Sulla futura linea del Metrobus Vicenza sono molte le perplessità avanzate dai negozianti per il tramite della rappresentanza di Confesercenti del Veneto Centrale e in particolare sul nuovo progetto firmato Iricav Due.

Stefano Soprana, delegato Confesercenti per la mobilità, da mesi si spende sulla vicenda, senza ottenere alcun riscontro da parte dell’Amministrazione Comunale. Secondo Soprana, manca una gestione del trasporto pubblico e degli spazi di sosta coordinata e intelligente, oltre che un’unica politica tariffaria che agevoli il trasporto pubblico e che fornisca gli spazi di posteggio da usare come punto d’appoggio e assorbimento del traffico cittadino.

“L’implementazione di parcheggi esistenti – attualmente pochi e mal gestiti – e la creazione di nuovi spazi per la sosta è fondamentale non solo per i commercianti, ma anche per i residenti, costretti a posteggiare negli ex negozi adibiti a garage, lasciare la loro vettura a bordo carreggiata o nei parcheggi a loro riservati. Parcheggi che, lo ricordiamo, nel centro storico sono oltre la metà. La residenza è costretta ad intasare la città, con il risultato di rendere impraticabile il centro storico per gli altri automobilisti per cui mancano spazi di sosta. Mancano parcheggi scambiatori comodi ed economici, a servizio dei lavoratori residenti nei paesi limitrofi. Servono infine parcheggi multi-livello per chi si reca in centro città per usufruire dei vari servizi che Vicenza offre.

Siamo molto preoccupati per la sparizione di tanti posti auto, ma anche  stupiti di non ricevere risposta neppure da proposte di park realizzabili e sostenibili. Abbiamo anche chiesto un incontro per un nuovo percorso del MetroTram senza ricevere risposta”.

Nel corso del 2021 abbiamo organizzato tre diversi incontri dal titolo “Riqualifichiamo Vicenza con i parcheggi”, affrontando le problematiche legate alla mobilità e ai parcheggi di diverse aree cittadine: Park Fogazzaro, Park Eretenio e Piazza dei Bissari. Hanno tutti visto la partecipazione, oltre che di Stefano Soprana e del Presidente Flavio Convento, di architetti e ingegneri informati e competenti in materia, quali architetto Giovanni Traverso, ingegnere Gaetano Matteazzi e architetto Franco Stella.
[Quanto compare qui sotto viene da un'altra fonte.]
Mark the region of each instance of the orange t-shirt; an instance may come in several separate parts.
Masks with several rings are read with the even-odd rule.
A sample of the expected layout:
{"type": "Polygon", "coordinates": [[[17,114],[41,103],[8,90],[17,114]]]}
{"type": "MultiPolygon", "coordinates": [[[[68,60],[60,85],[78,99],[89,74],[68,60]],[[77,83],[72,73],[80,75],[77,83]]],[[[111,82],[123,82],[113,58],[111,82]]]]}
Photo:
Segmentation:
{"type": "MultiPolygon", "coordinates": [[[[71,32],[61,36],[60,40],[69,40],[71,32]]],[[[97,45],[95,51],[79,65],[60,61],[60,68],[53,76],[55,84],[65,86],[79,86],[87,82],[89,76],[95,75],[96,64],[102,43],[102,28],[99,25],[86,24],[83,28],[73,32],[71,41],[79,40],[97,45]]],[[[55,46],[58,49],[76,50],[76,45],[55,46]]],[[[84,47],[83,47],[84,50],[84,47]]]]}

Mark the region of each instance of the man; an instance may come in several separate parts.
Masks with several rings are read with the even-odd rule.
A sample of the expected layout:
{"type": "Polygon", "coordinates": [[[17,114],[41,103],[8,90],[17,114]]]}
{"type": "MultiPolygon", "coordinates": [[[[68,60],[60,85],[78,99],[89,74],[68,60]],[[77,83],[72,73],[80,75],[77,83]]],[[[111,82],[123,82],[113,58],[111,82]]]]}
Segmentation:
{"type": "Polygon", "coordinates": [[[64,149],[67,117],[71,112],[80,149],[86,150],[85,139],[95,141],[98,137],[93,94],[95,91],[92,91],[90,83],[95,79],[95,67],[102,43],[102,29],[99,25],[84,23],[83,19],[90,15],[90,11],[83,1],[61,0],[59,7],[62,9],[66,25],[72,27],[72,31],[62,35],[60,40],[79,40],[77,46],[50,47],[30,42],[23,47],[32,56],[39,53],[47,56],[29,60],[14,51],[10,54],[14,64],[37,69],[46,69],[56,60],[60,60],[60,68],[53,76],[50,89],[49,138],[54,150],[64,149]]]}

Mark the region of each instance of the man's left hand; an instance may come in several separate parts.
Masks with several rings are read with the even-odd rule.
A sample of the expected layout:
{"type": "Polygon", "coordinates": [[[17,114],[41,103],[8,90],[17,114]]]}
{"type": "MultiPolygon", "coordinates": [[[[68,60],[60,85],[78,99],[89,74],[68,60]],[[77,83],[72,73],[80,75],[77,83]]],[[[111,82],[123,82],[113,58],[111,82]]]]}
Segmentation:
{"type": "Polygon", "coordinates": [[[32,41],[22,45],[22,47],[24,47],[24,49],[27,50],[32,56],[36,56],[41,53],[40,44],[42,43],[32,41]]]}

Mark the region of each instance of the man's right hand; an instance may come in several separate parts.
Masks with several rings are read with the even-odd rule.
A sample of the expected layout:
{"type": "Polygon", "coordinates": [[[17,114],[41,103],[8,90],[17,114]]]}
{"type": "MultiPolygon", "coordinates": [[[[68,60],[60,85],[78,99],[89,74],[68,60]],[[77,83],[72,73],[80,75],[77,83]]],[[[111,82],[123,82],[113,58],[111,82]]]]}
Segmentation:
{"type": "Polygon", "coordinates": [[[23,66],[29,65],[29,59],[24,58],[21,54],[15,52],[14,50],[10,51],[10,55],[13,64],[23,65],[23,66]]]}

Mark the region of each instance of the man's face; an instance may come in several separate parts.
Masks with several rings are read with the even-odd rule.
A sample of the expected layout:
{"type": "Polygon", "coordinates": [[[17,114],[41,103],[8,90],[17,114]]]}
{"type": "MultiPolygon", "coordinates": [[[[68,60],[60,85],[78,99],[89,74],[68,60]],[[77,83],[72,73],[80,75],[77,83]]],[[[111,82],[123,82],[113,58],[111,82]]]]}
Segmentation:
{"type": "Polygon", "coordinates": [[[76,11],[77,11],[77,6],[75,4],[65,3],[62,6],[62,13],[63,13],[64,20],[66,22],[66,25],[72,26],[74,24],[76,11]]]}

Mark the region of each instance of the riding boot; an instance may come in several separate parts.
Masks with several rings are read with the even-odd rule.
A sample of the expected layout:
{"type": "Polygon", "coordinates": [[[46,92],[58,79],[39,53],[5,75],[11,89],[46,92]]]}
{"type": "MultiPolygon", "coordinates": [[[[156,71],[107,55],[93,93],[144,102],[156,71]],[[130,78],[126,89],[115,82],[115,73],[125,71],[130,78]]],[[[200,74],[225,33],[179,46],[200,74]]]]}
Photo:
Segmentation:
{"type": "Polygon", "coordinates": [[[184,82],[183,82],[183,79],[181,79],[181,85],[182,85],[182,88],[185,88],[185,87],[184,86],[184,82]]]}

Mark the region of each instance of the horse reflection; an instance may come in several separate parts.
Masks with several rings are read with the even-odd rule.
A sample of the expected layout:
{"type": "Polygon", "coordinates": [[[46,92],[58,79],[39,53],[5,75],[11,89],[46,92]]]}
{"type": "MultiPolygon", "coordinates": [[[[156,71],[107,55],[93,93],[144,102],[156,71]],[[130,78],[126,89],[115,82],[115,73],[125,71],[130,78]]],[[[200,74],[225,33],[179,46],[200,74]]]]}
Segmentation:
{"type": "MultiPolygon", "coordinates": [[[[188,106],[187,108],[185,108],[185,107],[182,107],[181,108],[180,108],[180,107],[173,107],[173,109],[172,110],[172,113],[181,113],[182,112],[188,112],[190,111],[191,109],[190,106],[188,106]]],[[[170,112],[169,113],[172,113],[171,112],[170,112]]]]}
“In merito al percorso, la linea tranviaria dovrebbe rendere San Bortolo facilmente raggiungibile perché l’Ospedale, così come la stazione, è un punto di alta frequenza. Noi abbiamo sollecitato l’amministrazione per includere questo punto di interesse in una linea più efficiente e sostenibile economicamente, senza avere alcun riscontro.

Gli oltre 4 milioni che riscuote il Comune grazie agli incassi della sosta, potrebbero essere investiti per creare aree di parcheggio atte a diminuire il traffico in città e favorire il trasporto pubblico”.